Getaran ponselnya mengalihkan lamunan, Damar meraih ponsel dan mendapati pesan singkat dari Igor.

Igor: bro, wismilak ya. ngadepin Thailand. jam 2 siang paling cepet tanding.

Damar: pasti bisa. *emot cium

Igor: *emot muntah

Damar: cie ... saking senengnya dicium ... ampe muntah ... hamil ye, bro? tokcer dong gue.

Igor: ooh ni, pas pulang ke jkt buruan ngadep bokap nyokap gue ya, lo. tanggung jawab!!!

Damar: aman, beb. ati2 mainnya ya, awas keguguran. PS: itu anak pertama kita apa yang ke berapa, beb? lupa owe.

Igor: jahad masnya! kebanyakan tebar berudu sih. eh ... gue mau briefing dulu ama kokoh, dadah dulu, ya...

Damar: sukses, bro. bawain gue medali. *aamiin

Menghadapi Thailand, musuh yang biasanya cukup gampang untuk dikalahkan. Namun, kali ini kemenangan pasangan racikan dadakan Koh Wawan—Gerry menggantikan posisi Damar sebagai pasangan Igor untuk sementara—tidak semudah itu untuk dipastikan. Tapi, kearifan Koh Wawan memang benar melegenda, tak sedikitpun beliau menargetkan agar Igor tetap pulang membawa medali.

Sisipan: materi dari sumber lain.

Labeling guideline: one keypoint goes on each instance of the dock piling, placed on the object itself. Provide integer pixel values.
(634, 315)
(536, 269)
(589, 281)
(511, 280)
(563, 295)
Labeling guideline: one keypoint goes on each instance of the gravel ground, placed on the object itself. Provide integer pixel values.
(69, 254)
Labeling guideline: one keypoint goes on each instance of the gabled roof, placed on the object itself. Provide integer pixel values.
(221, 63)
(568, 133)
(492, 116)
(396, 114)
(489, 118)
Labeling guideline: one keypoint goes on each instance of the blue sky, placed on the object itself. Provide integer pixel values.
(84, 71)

Damar melangkah ke luar kamar setelah mandi kilat dan merapikan rambutnya asal-asalan. Dengan sandal jepit favoritnya, ia berjalan menuju hall latihan. Tangan kirinya menenteng sepatu, sebelah kanan memanggul tas raketnya. Meski tahu pasti pelatihnya ikut bertolak ke luar negeri, bukan alasan bagi Damar untuk tidak ikut latihan. Setidaknya melatih zig zag movement atau mencoba-coba melakukan jump smash nantinya, dengan catatan Aluna membolehkan. Masih diingatnya cerocosan gadis itu ketika menjelaskan beberapa pantangan, yang entah kenapa membuat Damar merasa diperlakukan seperti orang tua peot nan rapuh. Gemas rasanya, tapi jika Aluna mengeluarkan telunjuknya seraya bersabda, Damar bisa apa?

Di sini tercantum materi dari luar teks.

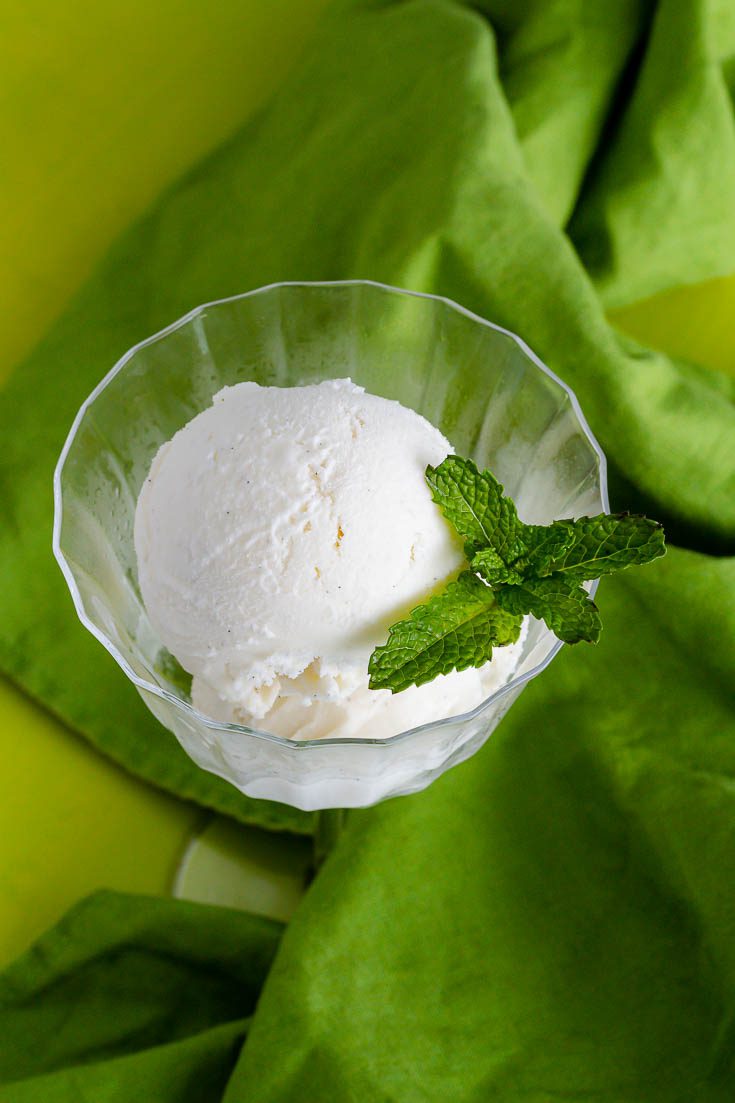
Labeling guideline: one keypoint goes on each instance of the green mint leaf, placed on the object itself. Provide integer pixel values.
(491, 567)
(451, 631)
(589, 547)
(564, 606)
(473, 503)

Beberapa pemain junior menyapa seraya menundukkan kepala saat Damar melewatinya. Damar membalas dengan lambaian tangan, dan kepala si junior baru terangkat kembali ke tempatnya. Tradisi lama pelatnas, di mana seorang pemain senior amat disanjung dan diprioritaskan dalam segalanya.

"Mau pakai lapangan yang ini, Bang?" Sang junior menawarkan. Damar menggeleng dan memilih untuk menaruh tas raketnya di kursi. Ia duduk, kemudian memandangi lapangan yang tetap penuh terisi. Beberapa pemain senior yang tak ikut berlaga di Aussie pun masih latihan dengan semangat membara. Tak sampai lima detik matanya beredar, pandangannya tertumbuk kepada gadis berkuncir di lapangan seberang yang tengah membantu atlet junior pemanasan. Memegangi sepatu si pemain junior, sementara orangnya melakukan sit up.

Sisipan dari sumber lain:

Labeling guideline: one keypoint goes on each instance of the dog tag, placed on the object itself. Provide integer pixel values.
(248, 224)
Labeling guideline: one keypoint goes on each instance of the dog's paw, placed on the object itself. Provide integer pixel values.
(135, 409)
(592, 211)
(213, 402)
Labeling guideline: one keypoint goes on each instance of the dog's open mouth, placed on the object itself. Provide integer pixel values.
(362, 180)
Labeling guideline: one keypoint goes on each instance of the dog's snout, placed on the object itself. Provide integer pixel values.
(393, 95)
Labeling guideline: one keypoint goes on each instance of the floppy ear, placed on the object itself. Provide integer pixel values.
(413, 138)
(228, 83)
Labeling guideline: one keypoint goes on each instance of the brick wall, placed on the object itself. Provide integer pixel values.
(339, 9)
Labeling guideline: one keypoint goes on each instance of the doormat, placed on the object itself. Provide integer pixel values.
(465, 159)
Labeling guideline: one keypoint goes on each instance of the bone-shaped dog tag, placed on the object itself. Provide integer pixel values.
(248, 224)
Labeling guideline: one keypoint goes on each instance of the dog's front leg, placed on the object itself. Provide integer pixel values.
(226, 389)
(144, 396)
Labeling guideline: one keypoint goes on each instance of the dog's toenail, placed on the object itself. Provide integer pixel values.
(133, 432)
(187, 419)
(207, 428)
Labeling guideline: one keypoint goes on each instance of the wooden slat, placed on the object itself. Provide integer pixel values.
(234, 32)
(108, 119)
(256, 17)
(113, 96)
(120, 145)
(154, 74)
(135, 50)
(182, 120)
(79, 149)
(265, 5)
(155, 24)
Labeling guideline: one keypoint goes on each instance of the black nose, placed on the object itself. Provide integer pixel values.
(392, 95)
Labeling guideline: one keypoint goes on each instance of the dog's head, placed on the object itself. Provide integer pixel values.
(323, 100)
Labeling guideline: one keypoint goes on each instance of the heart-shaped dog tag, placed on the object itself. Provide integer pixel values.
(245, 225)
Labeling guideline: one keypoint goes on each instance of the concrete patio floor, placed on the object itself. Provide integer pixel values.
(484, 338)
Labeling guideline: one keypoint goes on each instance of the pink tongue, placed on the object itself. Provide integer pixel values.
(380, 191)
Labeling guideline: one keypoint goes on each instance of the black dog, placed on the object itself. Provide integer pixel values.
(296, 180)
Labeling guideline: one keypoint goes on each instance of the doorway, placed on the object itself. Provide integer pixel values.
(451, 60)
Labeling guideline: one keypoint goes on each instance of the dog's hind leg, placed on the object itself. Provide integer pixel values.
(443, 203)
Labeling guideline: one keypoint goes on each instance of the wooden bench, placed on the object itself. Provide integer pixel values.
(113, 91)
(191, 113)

Beuh ... nanti kalo khilaf pura-pura kecium lagi! maki Damar dalam hati.

Bergegas ia meninggalkan tas raketnya setelah menyuruh salah seorang junior mengawasi, lalu berjalan ke seberang lapangan, tempat si sumber masalah berada.

"Pagi." Aluna mendengak demi mendengar suara familier yang berdiri menjulang di hadapannya.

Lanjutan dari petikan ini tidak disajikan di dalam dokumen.